I loved every single minute of my stay in Edinburgh, even though my sightseeing revolved a lot around climbing a small hill whose name I forgot and contemplating the city from there; I was joined in this solitary pastime by Bill, a bloke from Washington, D.C. who was supposed to be on the look for his ancestors or something. We ended up consuming generous servings of what is perhaps Scotland’s finest product (no, not haggis) and brooding over all kinds of big picture issues; I think we solved quite a few of humankind’s problems, but unfortunately we lacked a secretary to take notes and all that wisdom is now forever lost.
That being the corpus of my experience, you’d be justified in thinking I know jack shit about Scotland.
However today’s vote has been likened to a number of similar secessionist drives, including the one regarding Northern Italy, the fictitious country of Padania. Padania is really the dual situation of Scotland: it is a rich region but there is really no tradition or past history of independence. True, it was an austrian dominion, but the oneness of Italy is certainly not dictated by the turbulent Middle Ages and Renaissance, but rather its ancient past of Rome.
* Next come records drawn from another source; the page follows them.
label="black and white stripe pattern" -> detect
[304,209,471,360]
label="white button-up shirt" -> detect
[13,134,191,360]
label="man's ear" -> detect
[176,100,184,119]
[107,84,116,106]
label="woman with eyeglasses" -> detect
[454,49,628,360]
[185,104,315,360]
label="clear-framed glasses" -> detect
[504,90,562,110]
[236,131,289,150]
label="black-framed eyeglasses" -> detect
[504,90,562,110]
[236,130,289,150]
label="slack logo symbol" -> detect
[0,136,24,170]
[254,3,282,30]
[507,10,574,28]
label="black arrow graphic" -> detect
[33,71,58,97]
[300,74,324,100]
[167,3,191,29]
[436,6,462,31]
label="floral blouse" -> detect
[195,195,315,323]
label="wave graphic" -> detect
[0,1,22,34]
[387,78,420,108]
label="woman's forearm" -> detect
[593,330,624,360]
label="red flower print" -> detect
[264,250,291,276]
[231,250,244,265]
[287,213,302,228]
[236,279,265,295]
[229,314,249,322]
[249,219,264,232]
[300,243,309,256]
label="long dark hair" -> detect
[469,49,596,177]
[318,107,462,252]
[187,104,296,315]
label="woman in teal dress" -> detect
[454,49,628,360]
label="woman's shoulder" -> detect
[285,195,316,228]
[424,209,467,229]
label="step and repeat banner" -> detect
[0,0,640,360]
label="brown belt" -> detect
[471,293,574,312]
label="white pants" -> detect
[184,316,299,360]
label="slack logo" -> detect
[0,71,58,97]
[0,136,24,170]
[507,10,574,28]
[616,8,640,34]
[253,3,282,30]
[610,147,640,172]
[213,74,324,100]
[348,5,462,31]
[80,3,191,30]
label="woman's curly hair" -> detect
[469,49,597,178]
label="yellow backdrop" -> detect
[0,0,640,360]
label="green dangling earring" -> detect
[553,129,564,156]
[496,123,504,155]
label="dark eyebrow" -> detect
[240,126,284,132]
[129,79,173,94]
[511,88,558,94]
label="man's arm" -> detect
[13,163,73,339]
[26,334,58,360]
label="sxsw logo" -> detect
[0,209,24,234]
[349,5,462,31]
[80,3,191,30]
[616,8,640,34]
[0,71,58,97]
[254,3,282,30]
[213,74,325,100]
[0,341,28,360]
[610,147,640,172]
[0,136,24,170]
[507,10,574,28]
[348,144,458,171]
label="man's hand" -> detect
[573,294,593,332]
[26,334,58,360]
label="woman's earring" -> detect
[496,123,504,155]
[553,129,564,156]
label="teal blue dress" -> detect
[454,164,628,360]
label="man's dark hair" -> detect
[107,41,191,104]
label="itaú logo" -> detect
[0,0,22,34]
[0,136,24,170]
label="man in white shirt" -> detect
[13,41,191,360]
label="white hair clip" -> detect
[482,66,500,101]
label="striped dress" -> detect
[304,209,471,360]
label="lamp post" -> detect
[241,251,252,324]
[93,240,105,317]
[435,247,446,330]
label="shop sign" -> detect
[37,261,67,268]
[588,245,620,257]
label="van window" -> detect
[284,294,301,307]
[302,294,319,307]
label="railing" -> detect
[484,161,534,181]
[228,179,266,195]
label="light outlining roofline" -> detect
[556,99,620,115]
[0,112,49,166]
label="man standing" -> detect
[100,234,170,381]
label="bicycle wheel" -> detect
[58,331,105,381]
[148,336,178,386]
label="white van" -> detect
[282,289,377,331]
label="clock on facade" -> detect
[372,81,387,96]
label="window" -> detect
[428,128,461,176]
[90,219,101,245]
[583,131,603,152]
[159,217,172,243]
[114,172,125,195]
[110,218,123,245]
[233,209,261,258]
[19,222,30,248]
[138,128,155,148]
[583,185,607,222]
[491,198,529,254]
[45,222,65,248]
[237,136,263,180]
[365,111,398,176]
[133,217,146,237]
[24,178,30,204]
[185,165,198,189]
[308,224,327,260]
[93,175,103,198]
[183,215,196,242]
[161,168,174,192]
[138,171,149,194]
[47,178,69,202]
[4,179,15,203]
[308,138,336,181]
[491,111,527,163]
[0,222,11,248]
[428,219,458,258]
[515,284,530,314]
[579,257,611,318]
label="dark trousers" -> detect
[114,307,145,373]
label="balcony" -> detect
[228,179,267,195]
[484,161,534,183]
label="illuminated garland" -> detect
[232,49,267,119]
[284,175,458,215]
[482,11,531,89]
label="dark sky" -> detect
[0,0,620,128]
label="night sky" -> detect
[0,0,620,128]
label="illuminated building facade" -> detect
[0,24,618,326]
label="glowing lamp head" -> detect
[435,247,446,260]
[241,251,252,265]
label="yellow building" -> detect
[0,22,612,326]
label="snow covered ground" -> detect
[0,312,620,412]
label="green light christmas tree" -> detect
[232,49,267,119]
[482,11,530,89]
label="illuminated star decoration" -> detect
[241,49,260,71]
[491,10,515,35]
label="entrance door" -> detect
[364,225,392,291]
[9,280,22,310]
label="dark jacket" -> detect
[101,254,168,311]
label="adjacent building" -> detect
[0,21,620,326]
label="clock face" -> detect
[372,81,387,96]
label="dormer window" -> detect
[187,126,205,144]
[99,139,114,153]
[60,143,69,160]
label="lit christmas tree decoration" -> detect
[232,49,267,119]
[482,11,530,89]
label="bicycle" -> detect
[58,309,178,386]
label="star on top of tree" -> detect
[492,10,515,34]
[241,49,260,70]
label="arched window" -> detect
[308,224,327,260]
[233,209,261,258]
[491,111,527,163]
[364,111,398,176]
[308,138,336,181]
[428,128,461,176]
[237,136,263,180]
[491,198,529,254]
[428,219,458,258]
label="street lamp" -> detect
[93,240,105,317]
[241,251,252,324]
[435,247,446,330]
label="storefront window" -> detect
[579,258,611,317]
A seceding Padania, economically speaking, would be a powerhouse of manufacturing, finance, fashion and technology, while retaining some of the world’s most popular tourist destinations like Venezia, accounting for over half of Italy’s 2 trillion GDP. Rome’s government is among the least efficient in Europe and the tax burden is ridiculously imbalanced to the detriment of the Northern part of the country.
How comes such a compelling case never gained enough popular support to get as far as Scotland is today?
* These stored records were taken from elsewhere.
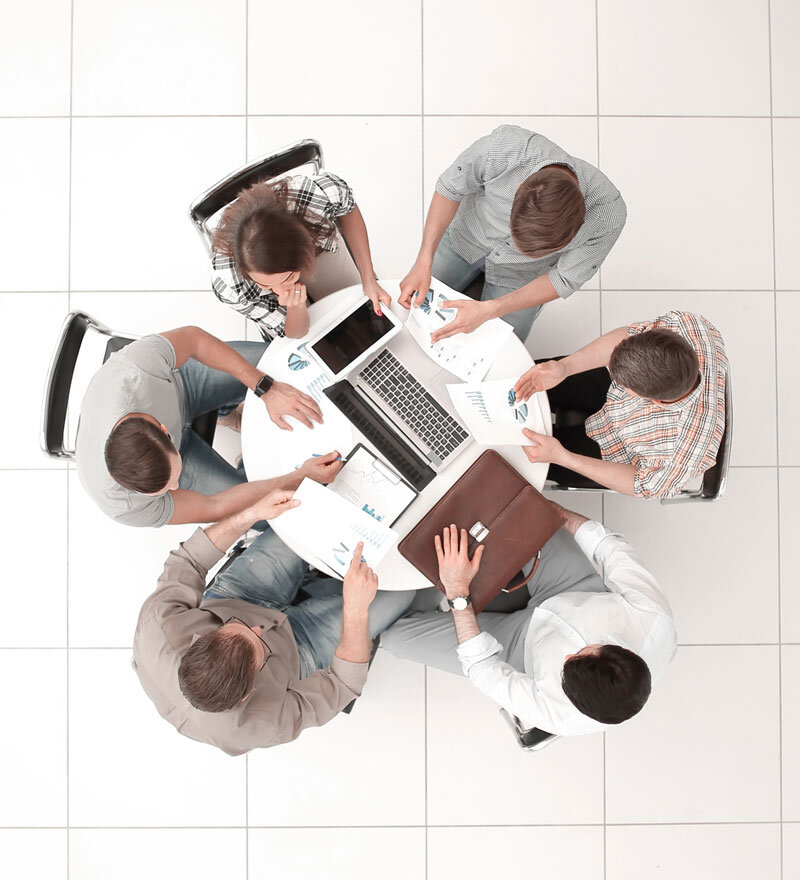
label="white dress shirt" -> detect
[458,521,677,736]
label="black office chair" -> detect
[547,369,733,504]
[41,312,217,459]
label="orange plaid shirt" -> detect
[586,311,728,498]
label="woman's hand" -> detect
[362,279,392,315]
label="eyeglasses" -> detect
[222,617,272,672]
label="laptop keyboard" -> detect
[359,349,469,461]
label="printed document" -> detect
[406,287,514,382]
[279,478,399,577]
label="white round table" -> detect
[242,281,552,590]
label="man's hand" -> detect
[299,449,344,486]
[362,279,392,315]
[249,489,300,522]
[433,525,483,599]
[522,428,567,465]
[514,360,567,400]
[261,382,322,431]
[278,281,308,309]
[397,262,431,309]
[431,299,491,344]
[342,541,378,610]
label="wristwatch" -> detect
[253,374,275,397]
[447,594,472,611]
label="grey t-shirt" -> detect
[75,336,185,526]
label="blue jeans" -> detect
[178,342,267,495]
[431,228,541,342]
[204,528,414,678]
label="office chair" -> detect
[41,312,217,459]
[500,709,558,752]
[547,369,733,504]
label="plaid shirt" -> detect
[211,171,356,338]
[586,311,728,498]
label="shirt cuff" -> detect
[331,654,369,696]
[183,528,225,571]
[456,632,503,675]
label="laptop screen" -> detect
[311,300,394,375]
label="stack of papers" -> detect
[406,288,514,382]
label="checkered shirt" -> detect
[436,125,627,297]
[586,311,728,498]
[211,171,356,338]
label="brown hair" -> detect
[511,165,586,257]
[211,180,336,276]
[105,416,178,493]
[178,627,257,712]
[608,330,700,401]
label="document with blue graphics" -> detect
[447,377,541,446]
[276,478,400,577]
[330,443,418,526]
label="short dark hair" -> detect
[105,416,178,493]
[608,330,700,400]
[178,627,258,712]
[561,645,651,724]
[511,165,586,257]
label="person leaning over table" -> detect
[381,502,677,736]
[398,125,627,342]
[75,327,341,526]
[133,490,414,755]
[211,171,391,339]
[514,311,728,498]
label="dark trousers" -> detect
[536,357,611,489]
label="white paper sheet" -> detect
[280,479,400,577]
[406,282,514,382]
[329,446,417,525]
[447,376,537,446]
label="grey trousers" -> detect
[381,529,606,675]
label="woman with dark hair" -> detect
[211,171,391,338]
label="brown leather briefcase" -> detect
[398,449,561,612]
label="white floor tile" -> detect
[72,0,246,115]
[427,824,603,880]
[248,0,421,115]
[249,824,425,880]
[69,832,247,880]
[424,0,597,114]
[428,669,603,825]
[0,471,67,648]
[778,468,800,642]
[606,824,781,880]
[72,117,245,290]
[769,0,800,116]
[600,118,772,290]
[0,0,70,116]
[0,828,67,880]
[0,120,69,290]
[248,651,425,826]
[606,648,779,823]
[781,645,800,822]
[597,0,769,116]
[0,648,67,828]
[775,291,800,465]
[605,468,778,644]
[69,649,245,828]
[603,290,776,467]
[0,293,67,469]
[248,114,422,278]
[772,118,800,290]
[69,471,196,648]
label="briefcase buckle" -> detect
[469,520,489,544]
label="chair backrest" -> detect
[41,312,132,458]
[500,709,558,752]
[189,138,322,252]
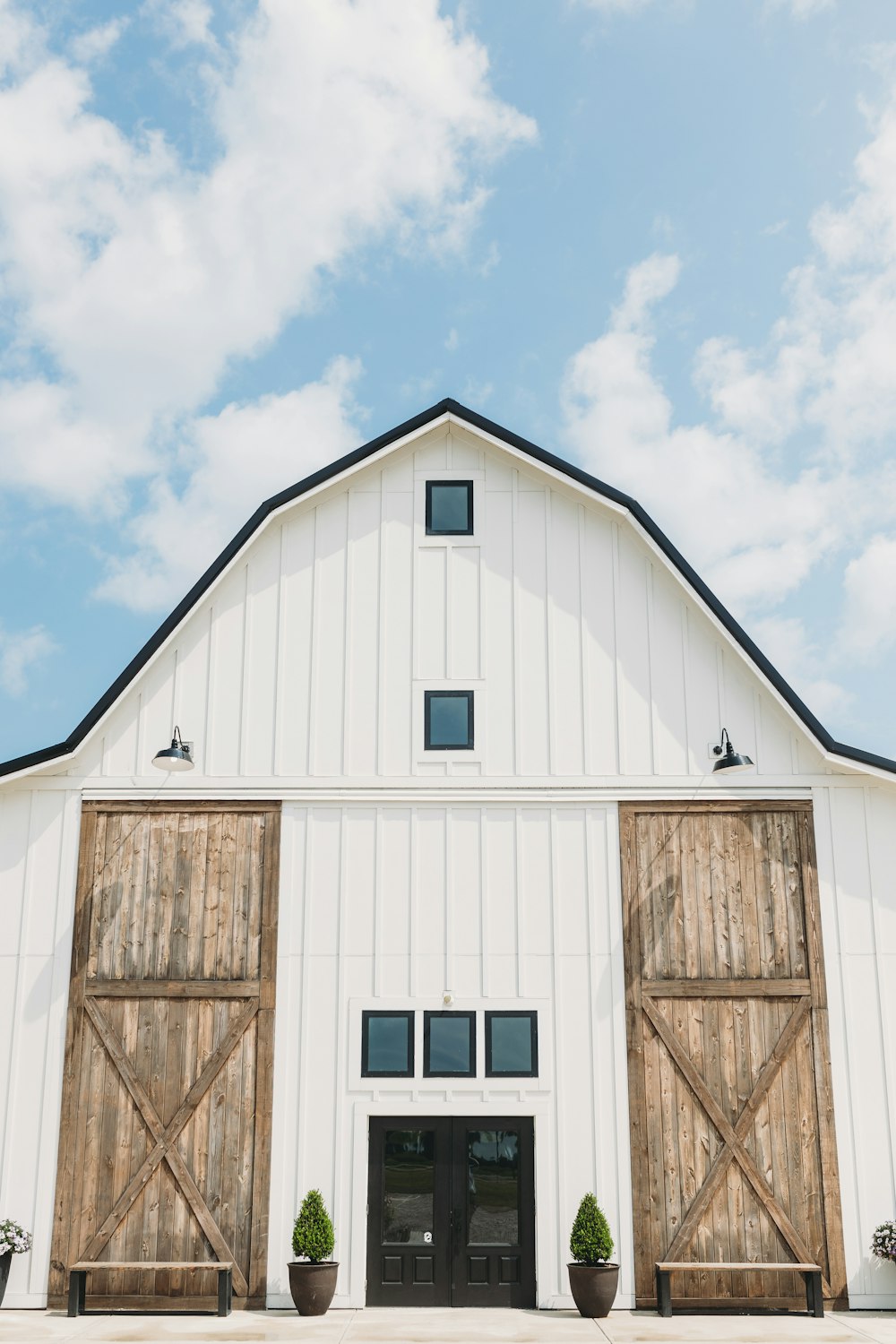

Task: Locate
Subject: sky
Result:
[0,0,896,760]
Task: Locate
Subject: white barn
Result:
[0,401,896,1308]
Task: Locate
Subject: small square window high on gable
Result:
[423,691,473,752]
[485,1010,538,1078]
[426,481,473,537]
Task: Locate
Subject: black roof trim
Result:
[0,397,896,777]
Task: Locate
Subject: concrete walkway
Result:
[0,1308,896,1344]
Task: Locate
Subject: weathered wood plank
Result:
[621,800,845,1305]
[51,800,280,1305]
[84,980,261,999]
[644,980,812,999]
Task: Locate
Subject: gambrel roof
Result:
[0,397,896,777]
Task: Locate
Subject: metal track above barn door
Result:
[48,803,280,1311]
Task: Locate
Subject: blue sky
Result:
[0,0,896,758]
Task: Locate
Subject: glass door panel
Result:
[466,1129,520,1246]
[366,1117,452,1306]
[366,1116,536,1306]
[383,1129,435,1246]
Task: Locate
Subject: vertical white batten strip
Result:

Letting alone history (semi-fratricidal massacres and betrayals are as common in Italy’s history as they are in Britain’s) I think the reason is that, despite their inefficiency and corruption, but thanks to their innate practicality, mainstream italian politicians are not waving the Tricolore anymore but are (to different extents, of course) waving the blue-starred banner of Europe.
English politicians instead refused to give up the pound or to join Schengen, losing no opportunity to undermine the progress of the EU, proudly defending a sovereignty that smacks a bit of the leftovers of the British Empire; their backwards posture is perhaps seen as a thing of the past, while there is a future dream of larger and larger unions of free-moving, free-enterprising peoples.
Had british (or shall I call it english?) policy embraced the new world with more conviction, perhaps it would have undermined the anti-english rhetoric of the Yes campaign as Scotland would be then seceding from the EU, instead of what’s left of the British Empire.